This is a helper notebook for [Project 4](https://docs.google.com/document/d/1-bpfQw_rlfHUfWkQyWwmPYfMuy931SpU/edit?usp=sharing&ouid=115686932443554238260&rtpof=true&sd=true).
It assumes that you have downloaded one of the files (`20241001realtime_zone_csv.zip`) from the NYISO dataset and placed it on your Google Drive.

In [1]:
from google.colab import drive
import os
import zipfile

In [2]:
drive.mount('/content/drive')

Mounted at /content/drive


In [3]:
base_path = '/content/drive/My Drive/nyiso'
unzip_folder = 'unzipped'
zip_files = ['20241001realtime_zone_csv.zip']

In [4]:
def unzip_files(zip_files, base_path):
    for zip_file in zip_files:
        zip_path = os.path.join(base_path, zip_file)
        extract_dir = os.path.join(base_path, unzip_folder, f"{zip_file.replace('.zip', '')}")

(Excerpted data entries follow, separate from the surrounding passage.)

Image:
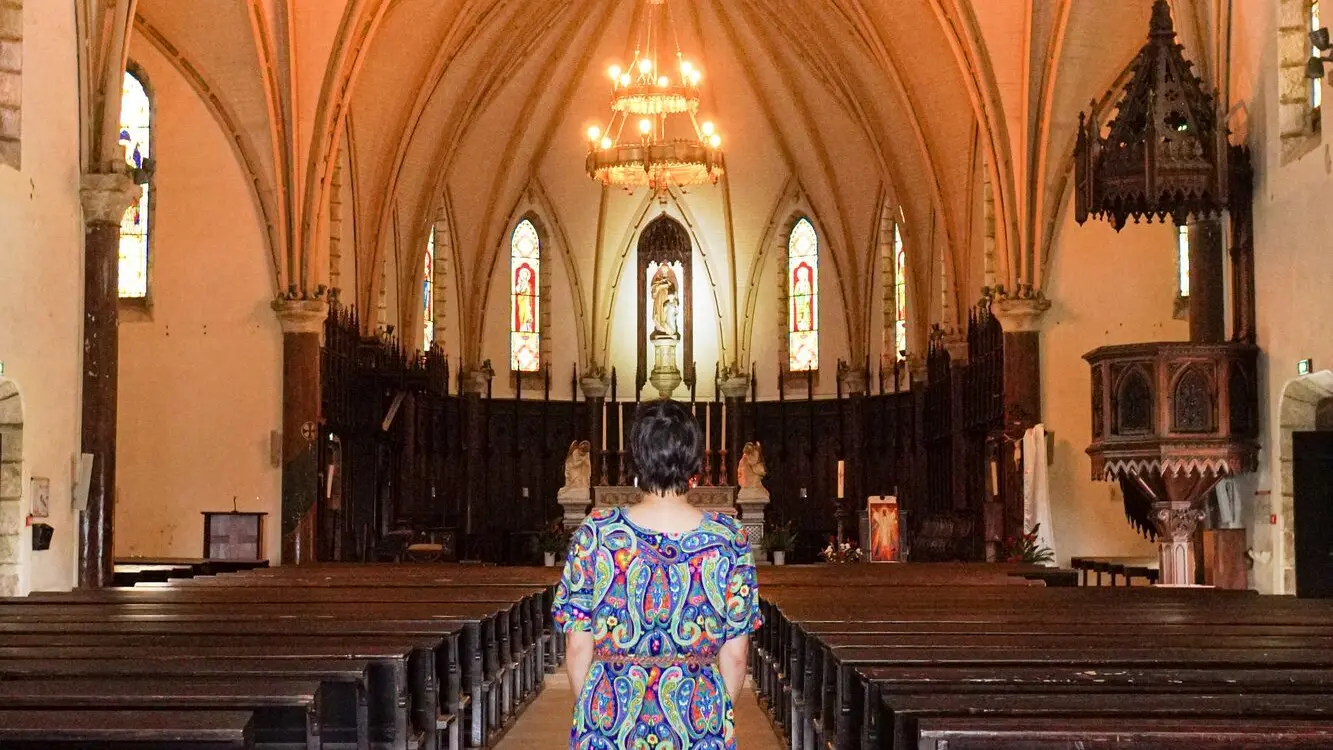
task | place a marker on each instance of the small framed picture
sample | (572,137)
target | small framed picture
(40,497)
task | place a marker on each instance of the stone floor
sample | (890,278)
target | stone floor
(545,722)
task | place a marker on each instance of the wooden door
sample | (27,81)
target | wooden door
(1313,498)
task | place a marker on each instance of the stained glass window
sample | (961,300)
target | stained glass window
(1183,260)
(900,292)
(803,279)
(1316,84)
(136,124)
(525,300)
(428,295)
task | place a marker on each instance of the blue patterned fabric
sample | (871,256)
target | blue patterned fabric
(651,598)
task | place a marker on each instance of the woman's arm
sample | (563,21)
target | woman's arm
(733,662)
(577,658)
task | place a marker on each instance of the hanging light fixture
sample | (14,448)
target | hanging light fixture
(655,137)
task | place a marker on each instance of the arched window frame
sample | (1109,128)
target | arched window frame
(525,345)
(136,235)
(803,332)
(428,292)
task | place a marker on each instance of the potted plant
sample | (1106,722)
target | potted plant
(553,540)
(779,540)
(1027,550)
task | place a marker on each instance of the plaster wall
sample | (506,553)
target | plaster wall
(41,301)
(1105,288)
(200,380)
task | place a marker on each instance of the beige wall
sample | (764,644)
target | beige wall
(41,296)
(200,382)
(1105,289)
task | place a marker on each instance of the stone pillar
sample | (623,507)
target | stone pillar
(476,384)
(303,329)
(1176,524)
(595,388)
(1020,319)
(1207,319)
(105,197)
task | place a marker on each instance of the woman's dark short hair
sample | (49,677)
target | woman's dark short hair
(667,446)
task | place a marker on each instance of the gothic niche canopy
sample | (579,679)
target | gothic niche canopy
(1164,153)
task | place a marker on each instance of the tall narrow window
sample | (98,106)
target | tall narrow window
(1316,84)
(803,277)
(136,124)
(900,292)
(1183,261)
(525,279)
(428,295)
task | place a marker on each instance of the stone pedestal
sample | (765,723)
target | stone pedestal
(665,376)
(105,197)
(575,504)
(751,502)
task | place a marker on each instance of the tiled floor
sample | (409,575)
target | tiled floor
(545,724)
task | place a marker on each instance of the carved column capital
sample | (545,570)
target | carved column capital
(107,196)
(735,388)
(301,316)
(1020,315)
(476,381)
(593,385)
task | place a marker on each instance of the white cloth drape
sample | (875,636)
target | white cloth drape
(1036,486)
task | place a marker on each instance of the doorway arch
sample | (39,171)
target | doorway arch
(1304,406)
(11,489)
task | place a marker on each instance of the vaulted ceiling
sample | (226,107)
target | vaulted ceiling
(465,107)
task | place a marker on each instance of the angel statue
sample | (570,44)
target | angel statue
(579,465)
(751,470)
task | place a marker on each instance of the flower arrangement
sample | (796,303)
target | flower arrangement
(1027,549)
(845,552)
(555,537)
(780,537)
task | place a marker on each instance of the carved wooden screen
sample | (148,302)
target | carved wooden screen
(665,257)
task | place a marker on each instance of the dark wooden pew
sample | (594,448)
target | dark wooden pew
(132,730)
(279,705)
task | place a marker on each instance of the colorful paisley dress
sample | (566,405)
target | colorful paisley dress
(659,606)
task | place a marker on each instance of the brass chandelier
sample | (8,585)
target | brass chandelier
(655,137)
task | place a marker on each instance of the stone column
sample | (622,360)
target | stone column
(1207,320)
(751,502)
(1020,319)
(476,384)
(595,388)
(303,329)
(105,197)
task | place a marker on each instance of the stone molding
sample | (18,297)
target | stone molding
(1020,315)
(301,316)
(107,196)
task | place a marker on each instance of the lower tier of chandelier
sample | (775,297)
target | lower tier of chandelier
(656,164)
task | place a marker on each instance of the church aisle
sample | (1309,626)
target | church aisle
(545,722)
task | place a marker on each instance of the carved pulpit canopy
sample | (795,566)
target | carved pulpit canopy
(1165,152)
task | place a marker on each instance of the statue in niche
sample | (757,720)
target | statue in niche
(664,291)
(751,470)
(579,465)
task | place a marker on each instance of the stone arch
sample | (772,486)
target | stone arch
(11,83)
(11,488)
(1297,412)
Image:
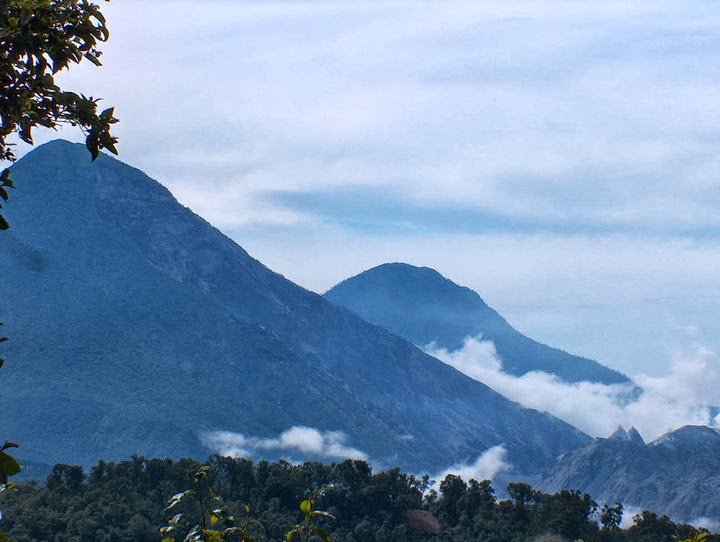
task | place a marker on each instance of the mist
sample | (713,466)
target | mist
(683,396)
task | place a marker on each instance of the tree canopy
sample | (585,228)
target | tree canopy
(38,39)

        with zipfile.ZipFile(zip_path, 'r') as z:
            z.extractall(extract_dir)

unzip_files(zip_files, base_path)

Process all CSVs in the unzipped folder for each month and publish all records for a specific timestamp to a socket once a second.

In [5]:
import socket
import random
import json
from datetime import datetime
import time
import threading
import pandas as pd

host = "127.0.0.1"
port = 9999

server_socket = socket.socket(socket.AF_INET, socket.SOCK_STREAM)
server_socket.bind((host, port))
server_socket.listen(1)


def publish_csv_files_in_directory(directory_path, client_socket):
    for filename in os.listdir(directory_path):
        file_path = os.path.join(directory_path, filename)

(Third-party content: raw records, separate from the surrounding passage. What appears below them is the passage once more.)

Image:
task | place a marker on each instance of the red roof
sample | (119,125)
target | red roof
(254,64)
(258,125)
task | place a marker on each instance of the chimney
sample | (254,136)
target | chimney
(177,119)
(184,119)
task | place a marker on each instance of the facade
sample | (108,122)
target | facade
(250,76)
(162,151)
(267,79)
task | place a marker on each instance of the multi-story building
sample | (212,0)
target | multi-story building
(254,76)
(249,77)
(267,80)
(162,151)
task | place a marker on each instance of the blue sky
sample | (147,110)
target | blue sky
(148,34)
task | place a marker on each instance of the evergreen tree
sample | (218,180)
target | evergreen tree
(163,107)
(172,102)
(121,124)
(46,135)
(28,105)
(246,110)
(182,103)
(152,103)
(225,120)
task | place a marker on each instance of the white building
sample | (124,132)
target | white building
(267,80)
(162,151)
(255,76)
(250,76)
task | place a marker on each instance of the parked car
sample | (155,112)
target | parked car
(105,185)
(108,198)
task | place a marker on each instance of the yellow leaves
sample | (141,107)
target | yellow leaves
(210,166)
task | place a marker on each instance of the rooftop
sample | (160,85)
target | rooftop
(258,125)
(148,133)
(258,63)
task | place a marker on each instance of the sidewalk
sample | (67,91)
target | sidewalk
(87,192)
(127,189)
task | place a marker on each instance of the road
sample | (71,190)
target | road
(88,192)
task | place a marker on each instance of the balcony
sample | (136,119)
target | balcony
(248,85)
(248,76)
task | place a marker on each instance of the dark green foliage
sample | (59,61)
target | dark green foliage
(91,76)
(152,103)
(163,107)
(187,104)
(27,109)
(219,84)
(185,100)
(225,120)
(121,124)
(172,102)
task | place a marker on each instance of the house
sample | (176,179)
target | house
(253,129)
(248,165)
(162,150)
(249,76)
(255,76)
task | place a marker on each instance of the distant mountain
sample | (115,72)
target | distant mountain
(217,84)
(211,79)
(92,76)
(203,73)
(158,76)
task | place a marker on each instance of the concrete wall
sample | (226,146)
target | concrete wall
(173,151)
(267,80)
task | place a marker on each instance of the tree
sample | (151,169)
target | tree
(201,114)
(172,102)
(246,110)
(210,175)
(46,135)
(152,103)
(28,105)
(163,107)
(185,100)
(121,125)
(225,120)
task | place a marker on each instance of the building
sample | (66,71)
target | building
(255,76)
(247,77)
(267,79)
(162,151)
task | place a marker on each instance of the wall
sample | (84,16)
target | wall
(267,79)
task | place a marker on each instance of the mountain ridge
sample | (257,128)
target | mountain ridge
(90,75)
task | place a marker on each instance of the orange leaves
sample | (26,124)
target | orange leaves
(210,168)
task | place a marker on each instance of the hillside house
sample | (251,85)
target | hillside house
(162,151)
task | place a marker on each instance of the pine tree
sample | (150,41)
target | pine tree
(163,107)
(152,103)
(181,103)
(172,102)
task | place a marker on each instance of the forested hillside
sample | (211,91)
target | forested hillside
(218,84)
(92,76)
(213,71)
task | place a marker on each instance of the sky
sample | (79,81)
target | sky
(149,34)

        if filename.endswith('.csv'):
            print(f"Processing {filename}...")
            df = pd.read_csv(file_path)
            previous_timestamp = None
            for index, row in df.iterrows():
                current_timestamp = row['Time Stamp']
                message_str = json.dumps(row.to_dict()) + "\n"
                client_socket.sendall(message_str.encode('utf-8'))
                if previous_timestamp is None or current_timestamp != previous_timestamp:
                    time.sleep(1)

                previous_timestamp = current_timestamp

def publish_message(client_socket):
    for zip_file in zip_files:
        extract_dir = os.path.join(base_path, unzip_folder, f"{zip_file.replace('.zip', '')}")
        publish_csv_files_in_directory(extract_dir, client_socket)

def start_socket_server():
    print(f"Server started on {host}:{port}")
    while True:
        client_socket, client_address = server_socket.accept()
        print(f"Connection established with {client_address}")

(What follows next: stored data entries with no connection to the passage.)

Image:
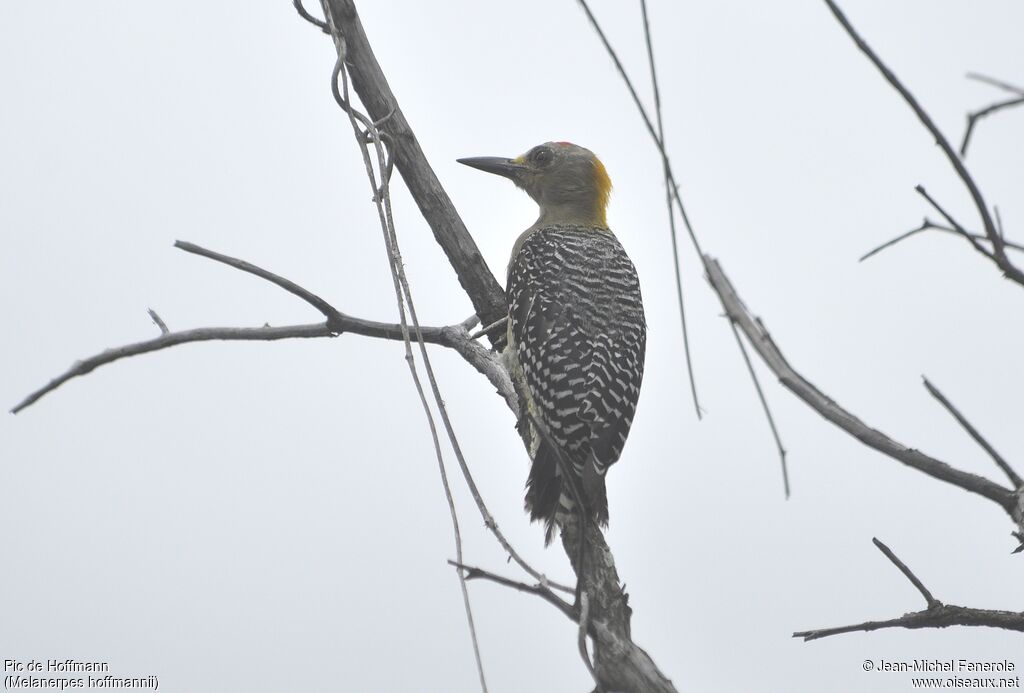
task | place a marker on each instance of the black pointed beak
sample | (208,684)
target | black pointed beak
(498,165)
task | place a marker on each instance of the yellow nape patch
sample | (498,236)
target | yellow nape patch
(602,184)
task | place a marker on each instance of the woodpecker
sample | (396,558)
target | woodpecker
(577,332)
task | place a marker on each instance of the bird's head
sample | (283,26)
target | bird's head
(567,181)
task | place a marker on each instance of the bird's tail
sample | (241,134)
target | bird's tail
(547,496)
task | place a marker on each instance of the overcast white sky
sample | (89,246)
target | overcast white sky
(268,516)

        publish_thread = threading.Thread(target=publish_message, args=(client_socket,))
        publish_thread.daemon = True
        publish_thread.start()

socket_server_thread = threading.Thread(target=start_socket_server)
socket_server_thread.daemon = True
socket_server_thread.start()

print("Socket server is running in the background.")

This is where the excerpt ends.